Binge-Eating is more than a disorder for me, it’s an addiction. I get somewhat of a “high” when I’m in the middle of it, much like I would assume any drug addict or alcoholic would. It’s almost like I lose myself; nothing else matter for the time being. It’s scientifically proven that highly palatable foods actually release feel good chemicals to the brain. Temporary euphoria. Although my toxic relationships and bad decisions ended, my addiction to food did not. My favorite time to binge was always when Mike used to work later than me. This meant I could fill my stomach with food before dinner, without anyone knowing. I wouldn’t eat just one thing. I would rummage through my pantry and fridge consuming everything in sight until I couldn’t fit one more bite of food in my stomach. As soon as I was done with whatever copious amount of food I had consumed, the guilt would start to hit me. I can’t seem to think about anything else when this happens, except how much I just set back my weight loss, how horrible I feel from over eating, and total disappointment that I relapsed, so to speak. The worst part is that sometimes I binge eat because I am upset with my weigh in at the end of the week. That alone proves it is more a mental issue than anything else.

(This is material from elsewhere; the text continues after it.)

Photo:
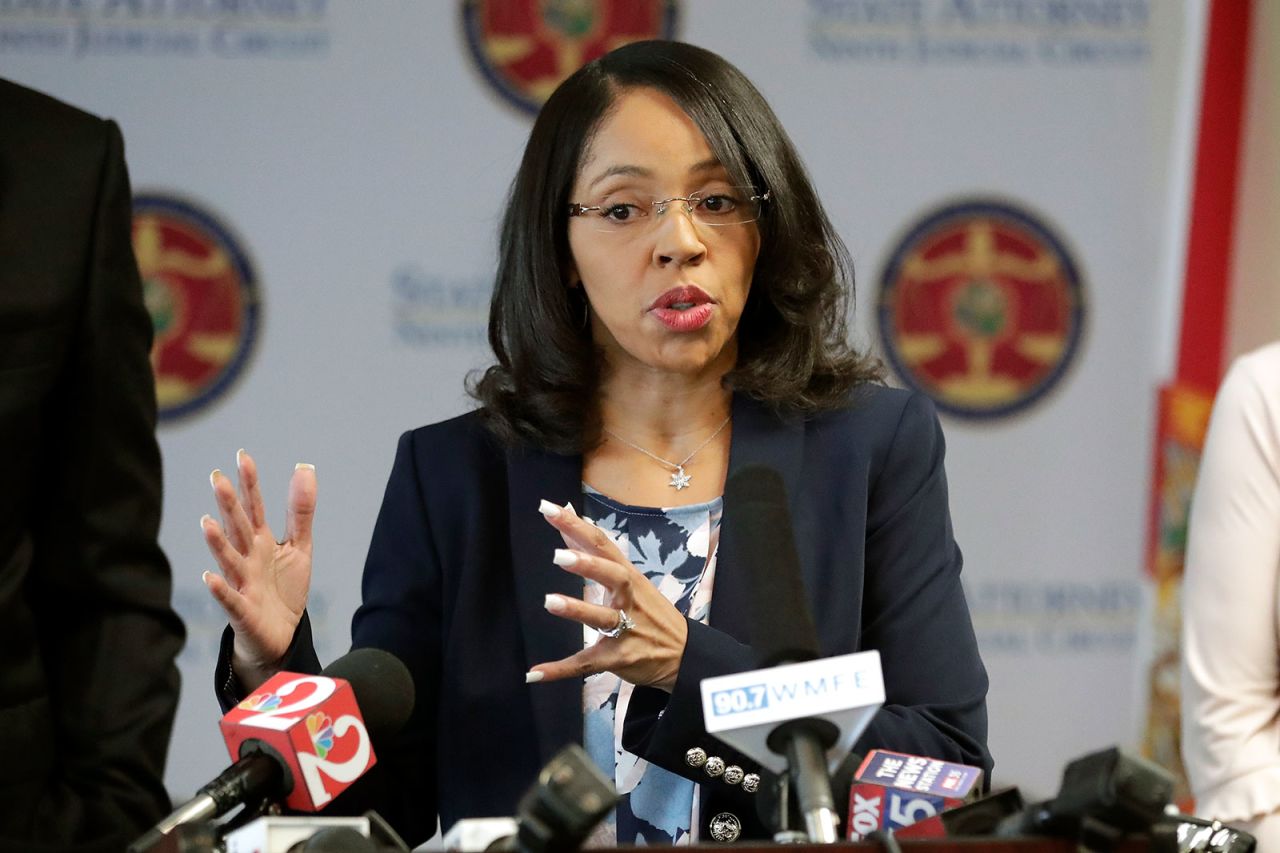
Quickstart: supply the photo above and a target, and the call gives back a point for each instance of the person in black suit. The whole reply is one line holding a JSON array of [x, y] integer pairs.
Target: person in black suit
[[670, 306], [87, 634]]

I’m not saying that having a food addiction or eating disorder is harder than any other addiction, I just think it is a special case. When you are addicted to drugs, alcohol, sex, you can stay away from it completely. You don’t have to have the will power every day to only eat one serving, or consume the calories and refuse to throw them up, or even to just consume the calories in the first place. You can simply take your addiction out of your every day equation and never put yourself into the predicament of giving into temptation. But you have to eat. And you must have control over your disorder every. single. day.
I think part of the reason I was afraid to share this is because people don’t think it’s real. They assume individuals who binge eat are just fat, lazy, over eaters who have no respect for their own bodies. If I have educated you on anything today, it’s that eating disorders all start with a mental disorder. And there is more to it than meets the eye.
I still struggle with this from time to time, but I have gotten it (mostly) under control. I “slip up” on occasion, but that is to be expected as I am only human. I’ve tried to stay away from certain foods that tend to be more difficult for me to control, and I keep healthier snacks in the house. I never allow myself to get too hungry, because I find that is when I am most likely to binge. Before eating I try to remind myself how I will feel when I’m finished. I’ve mentioned in previous posts that my relationship with the scale is pretty much over, and I only step on it every once in a while. I find it easier to keep a healthier state of mind when I do things that way. Recovering from something like this has to start with finding a way to love yourself and letting go of all the negativity in your past. That’s something I work at every single day.
Those of you that struggle with an eating disorder, I feel you. No matter what form it is, it’s an every day struggle and you’re strong for working through it. Talk to someone, find help, or figure out whats toxic in your life and get rid of it. You’re too important to let something control you! I am unbelievably grateful for the amazing support system I have through the good days, and bad.